シミュレーションで問題を早期に発見・修正することで、手戻りによる時間的・金銭的コストを大幅に削減できます。また、モデルからの自動コード生成機能を活用すれば、実装フェーズの工数も削減され、開発全体のリードタイムが短縮されます。自動車業界の事例では、MBD導入により開発期間を30〜50%短縮した例も報告されています。
設計品質の向上と不具合の早期発見
MBDでは、設計の初期段階から動作をシミュレーションで確認できるため、設計品質が向上します。従来の手法では、仕様書やフローチャートだけでは把握しきれなかった動的な振る舞いや、複雑な条件下での動作を、シミュレーションによって可視化できます。
これにより、設計者自身が設計の妥当性を確認しやすくなり、レビュー時にも具体的な動作を共有できるため、より質の高いフィードバックが得られます。特に制御システムでは、境界条件や異常系の動作をシミュレーションで網羅的に検証することで、市場での不具合を未然に防ぐことができます。
部門間の情報伝達円滑化と技術継承
モデルを共通言語として使用することで、設計・開発・製造・品質保証など、異なる専門性を持つ部門間のコミュニケーションが円滑になります。文書ベースの仕様書では解釈の違いが生じやすいのに対し、動作するモデルは客観的な事実を示すため、認識の齟齬を減らせます。モデルライブラリを構築することで、過去の設計資産を再利用しやすくなり、組織全体の設計力向上にもつながります。
以下、メリットのまとめと各効果を表したものです。
| メリット領域 | 具体的効果 | 期待される成果 |
|---|---|---|
| 開発効率 | シミュレーションによる早期検証、試作回数削減 | 開発期間30〜50%短縮 |
| 品質向上 | 設計段階での網羅的検証、不具合の早期発見 | 市場不具合率の大幅低減 |
| コスト削減 | 手戻り削減、自動コード生成、図面作成工数削減 | 開発コスト20〜40%削減 |
| 情報伝達 | モデルによる共通言語化、認識齟齬の削減 | 部門間連携の強化 |
| 技術継承 | 設計知識の形式知化、モデルライブラリ構築 | 組織的設計力の向上 |
MBD導入のプロセスと手順
MBDを効果的に導入するためには、段階的なアプローチが重要です。一度にすべてのプロセスを変革しようとするのではなく、計画的に進めることで成功確率が高まります。
要件定義とモデル化の進め方
MBD導入の第一歩は、システムやプロセスの要件を明確にし、それをモデルとして表現することです。従来の文書ベースの要件定義では、自然言語の曖昧さが問題となることがありますが、モデルベースの要件定義では、システムの振る舞いを実行可能な形で記述します。要件を定義する段階からモデルを活用することで、要件の妥当性や実現可能性を早期に検証でき、後工程での手戻りを防ぐことができます。

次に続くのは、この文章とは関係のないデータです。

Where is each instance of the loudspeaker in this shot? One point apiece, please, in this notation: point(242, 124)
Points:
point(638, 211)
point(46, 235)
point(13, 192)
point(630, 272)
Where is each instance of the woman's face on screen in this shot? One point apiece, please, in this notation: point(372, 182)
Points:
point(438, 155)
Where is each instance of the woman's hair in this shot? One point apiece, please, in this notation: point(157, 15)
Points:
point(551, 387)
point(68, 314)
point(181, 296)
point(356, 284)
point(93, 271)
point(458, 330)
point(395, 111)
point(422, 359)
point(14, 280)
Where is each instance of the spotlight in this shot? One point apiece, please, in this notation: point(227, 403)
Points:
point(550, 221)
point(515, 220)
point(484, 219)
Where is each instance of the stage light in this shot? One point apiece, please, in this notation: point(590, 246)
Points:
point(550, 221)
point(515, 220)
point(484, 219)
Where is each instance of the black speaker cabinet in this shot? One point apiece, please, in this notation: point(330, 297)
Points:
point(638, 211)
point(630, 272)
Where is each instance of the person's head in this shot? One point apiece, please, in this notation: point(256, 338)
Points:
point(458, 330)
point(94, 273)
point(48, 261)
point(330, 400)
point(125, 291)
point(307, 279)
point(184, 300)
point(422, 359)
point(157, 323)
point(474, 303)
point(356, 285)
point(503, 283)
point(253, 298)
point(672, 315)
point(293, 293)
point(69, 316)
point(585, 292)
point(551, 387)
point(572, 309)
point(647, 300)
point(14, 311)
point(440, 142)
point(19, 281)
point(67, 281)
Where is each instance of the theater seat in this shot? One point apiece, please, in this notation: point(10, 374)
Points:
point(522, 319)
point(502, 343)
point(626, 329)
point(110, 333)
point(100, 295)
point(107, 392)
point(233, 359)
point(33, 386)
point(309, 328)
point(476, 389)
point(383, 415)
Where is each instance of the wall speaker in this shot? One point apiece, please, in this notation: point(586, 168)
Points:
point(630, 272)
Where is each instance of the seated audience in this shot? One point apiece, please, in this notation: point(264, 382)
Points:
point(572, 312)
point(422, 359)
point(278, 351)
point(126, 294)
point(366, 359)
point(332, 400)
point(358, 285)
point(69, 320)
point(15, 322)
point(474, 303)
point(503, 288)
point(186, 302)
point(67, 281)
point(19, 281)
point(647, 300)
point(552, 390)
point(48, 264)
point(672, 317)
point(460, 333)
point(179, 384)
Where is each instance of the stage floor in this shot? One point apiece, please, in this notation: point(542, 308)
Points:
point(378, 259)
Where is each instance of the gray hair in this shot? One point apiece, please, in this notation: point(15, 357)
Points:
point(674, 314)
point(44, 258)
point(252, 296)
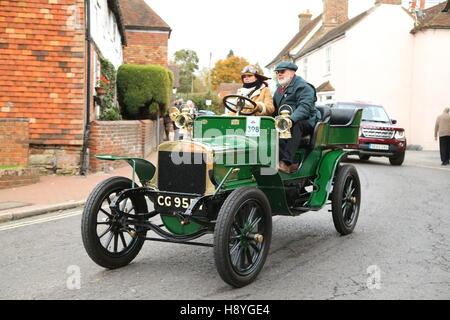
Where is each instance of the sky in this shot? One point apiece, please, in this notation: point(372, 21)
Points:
point(256, 30)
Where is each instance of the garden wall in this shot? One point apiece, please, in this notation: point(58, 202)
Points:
point(135, 138)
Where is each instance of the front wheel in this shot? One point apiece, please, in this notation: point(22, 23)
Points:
point(346, 199)
point(109, 239)
point(242, 236)
point(398, 159)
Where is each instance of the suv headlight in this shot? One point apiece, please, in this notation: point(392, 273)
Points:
point(399, 135)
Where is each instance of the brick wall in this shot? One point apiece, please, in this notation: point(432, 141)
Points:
point(335, 12)
point(123, 138)
point(42, 69)
point(145, 47)
point(14, 142)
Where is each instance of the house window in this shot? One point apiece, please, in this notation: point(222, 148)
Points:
point(328, 60)
point(305, 68)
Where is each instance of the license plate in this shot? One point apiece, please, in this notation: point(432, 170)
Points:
point(173, 203)
point(378, 146)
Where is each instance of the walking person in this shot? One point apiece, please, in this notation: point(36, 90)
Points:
point(442, 127)
point(301, 97)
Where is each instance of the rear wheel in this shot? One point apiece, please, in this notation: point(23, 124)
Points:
point(108, 238)
point(398, 159)
point(242, 236)
point(346, 199)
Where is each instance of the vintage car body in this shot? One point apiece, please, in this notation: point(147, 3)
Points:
point(224, 181)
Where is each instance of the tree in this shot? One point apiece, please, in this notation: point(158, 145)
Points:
point(227, 71)
point(187, 60)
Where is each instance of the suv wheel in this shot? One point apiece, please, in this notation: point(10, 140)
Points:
point(397, 160)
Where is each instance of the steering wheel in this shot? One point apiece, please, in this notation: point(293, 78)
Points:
point(237, 104)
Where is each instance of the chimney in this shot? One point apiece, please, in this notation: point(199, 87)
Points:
point(396, 2)
point(335, 12)
point(304, 19)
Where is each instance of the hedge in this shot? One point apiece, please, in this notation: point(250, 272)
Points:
point(142, 89)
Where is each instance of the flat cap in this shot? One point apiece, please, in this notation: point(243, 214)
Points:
point(286, 65)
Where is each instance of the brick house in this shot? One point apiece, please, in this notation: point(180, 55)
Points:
point(49, 62)
point(147, 34)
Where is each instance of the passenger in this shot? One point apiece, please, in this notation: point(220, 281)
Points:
point(301, 96)
point(256, 89)
point(191, 105)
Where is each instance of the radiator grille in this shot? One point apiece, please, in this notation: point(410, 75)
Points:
point(181, 172)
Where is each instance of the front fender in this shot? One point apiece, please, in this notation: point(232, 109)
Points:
point(144, 169)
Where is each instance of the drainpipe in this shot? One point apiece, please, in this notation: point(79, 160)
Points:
point(84, 154)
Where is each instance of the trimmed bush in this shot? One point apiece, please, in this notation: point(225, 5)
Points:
point(109, 110)
point(142, 89)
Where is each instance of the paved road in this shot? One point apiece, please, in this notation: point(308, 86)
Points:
point(400, 250)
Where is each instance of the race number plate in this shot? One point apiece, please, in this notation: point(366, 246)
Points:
point(252, 127)
point(171, 203)
point(378, 146)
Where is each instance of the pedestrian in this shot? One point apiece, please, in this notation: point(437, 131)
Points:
point(176, 130)
point(191, 105)
point(256, 89)
point(301, 97)
point(442, 127)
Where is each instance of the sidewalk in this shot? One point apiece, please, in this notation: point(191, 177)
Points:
point(55, 193)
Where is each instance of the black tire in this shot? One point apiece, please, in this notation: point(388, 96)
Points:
point(346, 199)
point(239, 253)
point(97, 206)
point(363, 157)
point(398, 159)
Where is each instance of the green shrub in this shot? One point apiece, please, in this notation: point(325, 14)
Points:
point(142, 89)
point(199, 100)
point(109, 109)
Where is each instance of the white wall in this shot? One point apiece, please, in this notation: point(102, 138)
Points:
point(371, 63)
point(105, 32)
point(431, 80)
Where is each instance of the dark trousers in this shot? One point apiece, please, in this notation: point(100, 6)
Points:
point(444, 147)
point(288, 147)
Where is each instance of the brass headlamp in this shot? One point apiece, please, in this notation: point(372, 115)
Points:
point(283, 122)
point(184, 120)
point(173, 113)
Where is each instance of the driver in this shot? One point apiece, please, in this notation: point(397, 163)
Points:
point(256, 89)
point(301, 96)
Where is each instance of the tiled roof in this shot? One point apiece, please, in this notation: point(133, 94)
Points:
point(434, 18)
point(299, 37)
point(333, 34)
point(324, 87)
point(138, 15)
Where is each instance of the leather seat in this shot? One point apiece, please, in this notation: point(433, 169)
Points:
point(325, 113)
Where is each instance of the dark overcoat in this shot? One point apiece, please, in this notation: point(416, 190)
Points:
point(301, 96)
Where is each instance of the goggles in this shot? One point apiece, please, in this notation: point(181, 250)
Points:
point(249, 69)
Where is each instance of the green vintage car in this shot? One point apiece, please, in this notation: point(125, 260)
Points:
point(224, 181)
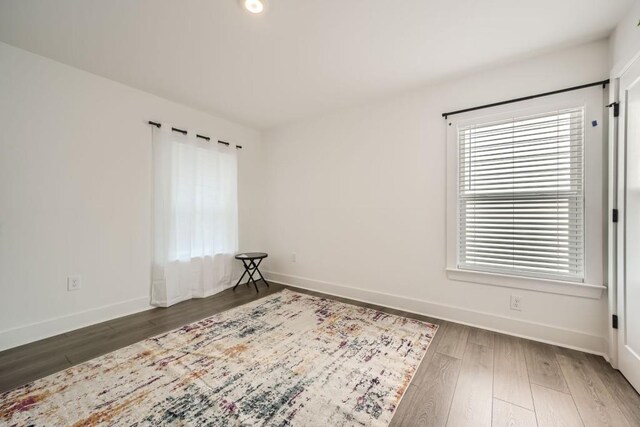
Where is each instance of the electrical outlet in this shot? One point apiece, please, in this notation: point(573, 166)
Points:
point(74, 283)
point(516, 303)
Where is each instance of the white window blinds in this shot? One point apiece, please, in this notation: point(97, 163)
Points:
point(520, 196)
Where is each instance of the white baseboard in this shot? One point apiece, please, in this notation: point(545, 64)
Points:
point(36, 331)
point(549, 334)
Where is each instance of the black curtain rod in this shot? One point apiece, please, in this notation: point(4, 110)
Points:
point(602, 83)
point(184, 132)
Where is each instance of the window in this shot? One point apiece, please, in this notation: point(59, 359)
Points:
point(520, 196)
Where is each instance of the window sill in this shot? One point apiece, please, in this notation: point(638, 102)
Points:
point(528, 283)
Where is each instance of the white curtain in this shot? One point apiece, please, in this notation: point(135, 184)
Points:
point(195, 217)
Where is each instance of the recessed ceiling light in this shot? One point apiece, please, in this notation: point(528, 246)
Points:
point(253, 6)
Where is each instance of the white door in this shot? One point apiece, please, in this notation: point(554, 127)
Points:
point(629, 227)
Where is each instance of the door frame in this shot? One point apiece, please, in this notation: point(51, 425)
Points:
point(615, 245)
point(617, 200)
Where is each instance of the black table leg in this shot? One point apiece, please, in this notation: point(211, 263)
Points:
point(250, 268)
point(241, 277)
point(260, 274)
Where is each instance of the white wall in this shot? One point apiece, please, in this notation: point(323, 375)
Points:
point(359, 196)
point(625, 39)
point(75, 193)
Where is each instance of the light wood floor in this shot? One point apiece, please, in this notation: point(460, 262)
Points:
point(469, 376)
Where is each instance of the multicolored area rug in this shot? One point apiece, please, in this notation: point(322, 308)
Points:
point(287, 359)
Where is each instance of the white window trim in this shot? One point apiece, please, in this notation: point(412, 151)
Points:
point(592, 99)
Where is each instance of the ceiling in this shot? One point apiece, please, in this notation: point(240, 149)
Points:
point(301, 57)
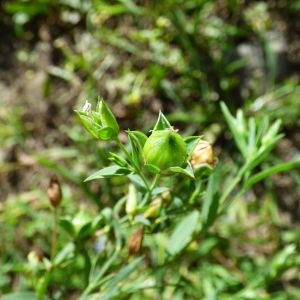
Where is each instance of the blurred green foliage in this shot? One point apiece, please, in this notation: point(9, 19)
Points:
point(182, 57)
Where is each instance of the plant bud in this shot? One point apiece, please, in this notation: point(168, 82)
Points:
point(165, 149)
point(34, 257)
point(154, 208)
point(54, 191)
point(135, 241)
point(203, 154)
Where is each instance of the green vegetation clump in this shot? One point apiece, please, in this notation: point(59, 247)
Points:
point(104, 199)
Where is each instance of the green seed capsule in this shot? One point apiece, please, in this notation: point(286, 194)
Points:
point(165, 149)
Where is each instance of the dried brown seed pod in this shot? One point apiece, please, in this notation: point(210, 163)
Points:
point(54, 191)
point(203, 154)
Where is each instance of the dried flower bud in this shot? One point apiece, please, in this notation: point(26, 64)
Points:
point(135, 241)
point(203, 154)
point(54, 191)
point(165, 149)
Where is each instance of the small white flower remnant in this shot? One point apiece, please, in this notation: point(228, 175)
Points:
point(87, 107)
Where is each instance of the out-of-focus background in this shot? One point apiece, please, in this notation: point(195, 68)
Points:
point(179, 56)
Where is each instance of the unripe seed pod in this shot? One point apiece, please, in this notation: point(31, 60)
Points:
point(154, 208)
point(165, 149)
point(54, 191)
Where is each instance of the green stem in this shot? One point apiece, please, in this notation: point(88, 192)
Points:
point(138, 172)
point(54, 233)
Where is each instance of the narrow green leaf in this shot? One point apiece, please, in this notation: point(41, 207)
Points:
point(162, 123)
point(211, 200)
point(188, 171)
point(19, 296)
point(109, 172)
point(236, 128)
point(191, 142)
point(136, 150)
point(118, 160)
point(183, 233)
point(140, 137)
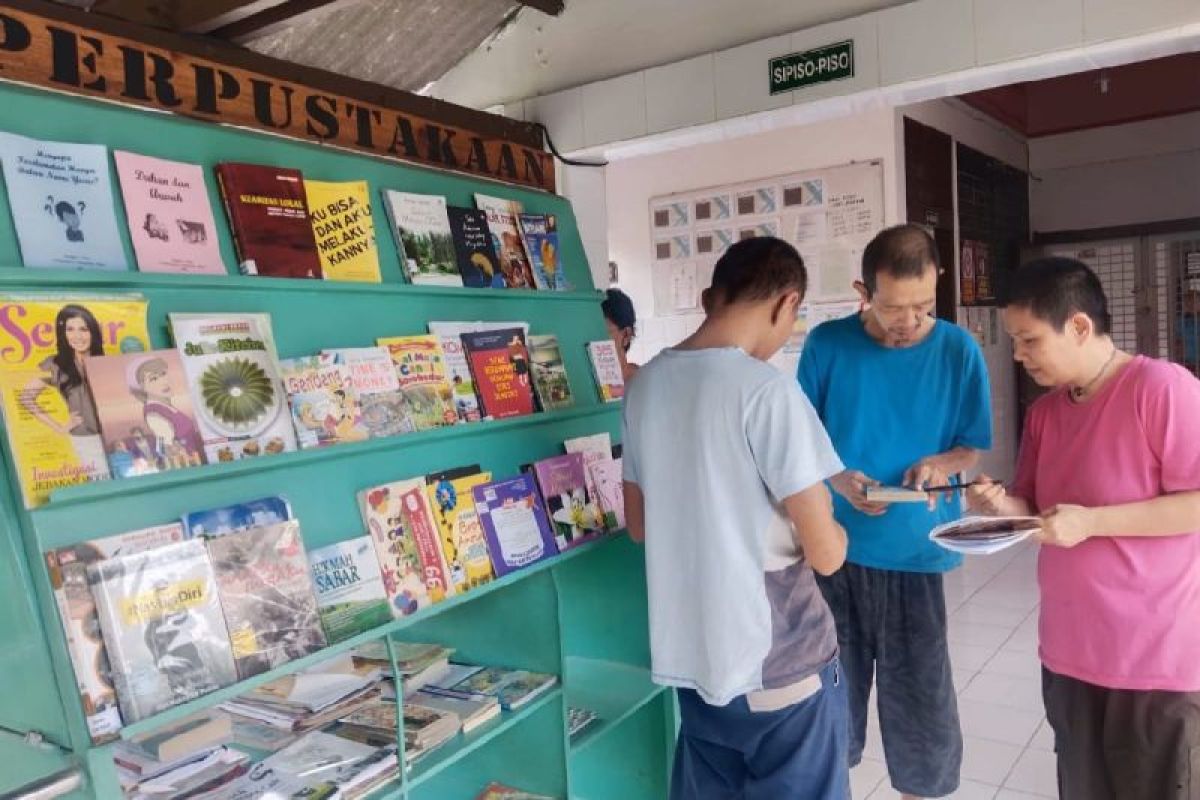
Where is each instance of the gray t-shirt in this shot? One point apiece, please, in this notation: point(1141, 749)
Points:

モデル化の際には、システム全体を一度にモデル化するのではなく、サブシステムや機能単位で段階的にモデルを構築していくアプローチが有効です。また、既存の設計資産や制御ロジックをモデル化する際には、まずは主要な機能から着手し、徐々に詳細化していくことが推奨されます。
シミュレーションによる設計検証
モデルが構築できたら、シミュレーションによる検証を実施します。シミュレーションでは、正常系の動作確認だけでなく、異常系や境界条件での振る舞いも確認することが重要です。制御システムの場合、さまざまなセンサー値や環境条件を変化させながら、システムが仕様通りに動作するかを検証します。
シミュレーション結果は、設計レビューの場で関係者と共有し、設計の妥当性を評価します。シミュレーション環境を整備する際には、実機に近い条件を再現できるHILS(Hardware-in-the-Loop Simulation)環境の構築も検討すると、より信頼性の高い検証が可能になります。シミュレーション結果を蓄積し、テストケースとして管理することで、設計変更時の回帰テストも効率化できます。
自動コード生成と実装への展開
検証されたモデルから、実装用のコードを自動生成します。MATLAB/Simulinkなどのツールでは、モデルから組込み用のC/C++コードを自動生成する機能が提供されており、手動コーディングに比べて効率的かつ正確な実装が可能です。
自動生成されたコードは、モデルと完全に一致するため、実装段階でのバグ混入リスクが低減します。ただし、自動生成コードの品質(実行効率、メモリ使用量など)を確認し、必要に応じて生成オプションを調整することが重要です。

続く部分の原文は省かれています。